- Developer: Techno Soleil
- Publishers: Techno Soleil MoneyPaw Games
- Platform: PlayStation
- Release: JP: August 13, 1998;
- Genre: Beat 'em up
- Mode: Single-player

= Rapid Angel =

1998 video game

Rapid Angel (shown on the box cover and title screen as The Rapid Angel; 快速天使) is an anime beat 'em up by Techno Soleil for the PlayStation.
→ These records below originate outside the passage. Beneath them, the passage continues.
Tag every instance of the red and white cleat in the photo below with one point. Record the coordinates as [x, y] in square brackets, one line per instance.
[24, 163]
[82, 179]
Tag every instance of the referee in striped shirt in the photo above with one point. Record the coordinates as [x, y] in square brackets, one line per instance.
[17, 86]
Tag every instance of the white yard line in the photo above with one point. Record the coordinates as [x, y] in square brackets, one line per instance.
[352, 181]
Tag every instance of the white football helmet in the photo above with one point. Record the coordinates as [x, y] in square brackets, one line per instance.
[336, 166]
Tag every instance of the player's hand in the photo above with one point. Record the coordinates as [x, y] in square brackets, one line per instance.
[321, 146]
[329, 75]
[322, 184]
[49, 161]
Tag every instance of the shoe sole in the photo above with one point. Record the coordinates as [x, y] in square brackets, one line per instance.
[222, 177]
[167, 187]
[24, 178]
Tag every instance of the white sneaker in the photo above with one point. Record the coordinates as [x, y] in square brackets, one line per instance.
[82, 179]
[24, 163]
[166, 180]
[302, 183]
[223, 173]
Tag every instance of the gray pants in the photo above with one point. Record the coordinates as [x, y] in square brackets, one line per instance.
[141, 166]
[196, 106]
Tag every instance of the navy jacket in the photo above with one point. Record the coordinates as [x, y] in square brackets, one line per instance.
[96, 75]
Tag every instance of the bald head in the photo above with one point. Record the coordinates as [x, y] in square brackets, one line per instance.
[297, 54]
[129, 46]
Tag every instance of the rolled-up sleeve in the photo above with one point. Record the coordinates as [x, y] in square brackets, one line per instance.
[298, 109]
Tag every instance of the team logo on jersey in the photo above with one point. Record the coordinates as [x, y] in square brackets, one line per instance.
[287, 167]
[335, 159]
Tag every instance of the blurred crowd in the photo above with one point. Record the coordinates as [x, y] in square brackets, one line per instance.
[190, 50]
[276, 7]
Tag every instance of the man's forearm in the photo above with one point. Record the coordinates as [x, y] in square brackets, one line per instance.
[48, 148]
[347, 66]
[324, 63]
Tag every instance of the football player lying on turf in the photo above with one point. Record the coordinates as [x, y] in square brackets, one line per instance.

It was released in Japan on August 13, 1998. The player plays as three delivery girls who must manage to defeat enemies and deliver goods within a time limit.

== Plot ==
Three delivery girls named Natsumi, Ayane and Haruna work for a delivery company called "Rapid Angel".

== Gameplay ==
Rapid Angel is a side scrolling brawler. There are three selectable characters, and each of the three delivery girls has their own attack technique. The game contains a two player mode where the second player can act as a support unit for the first player.

== Reception ==
Upon its release in 1998, Famitsu magazine gave it a score of 19 out of 40. Famitsu compared the game to Final Fight, but lacking depth.

==Legacy==
The game was re-released for the PlayStation Network in 2009, where it retailed for 600 yen. It was released for PSN imports outside of Japan in 2011. There was no localization or translation for the release, and all the audio and text was presented in Japanese.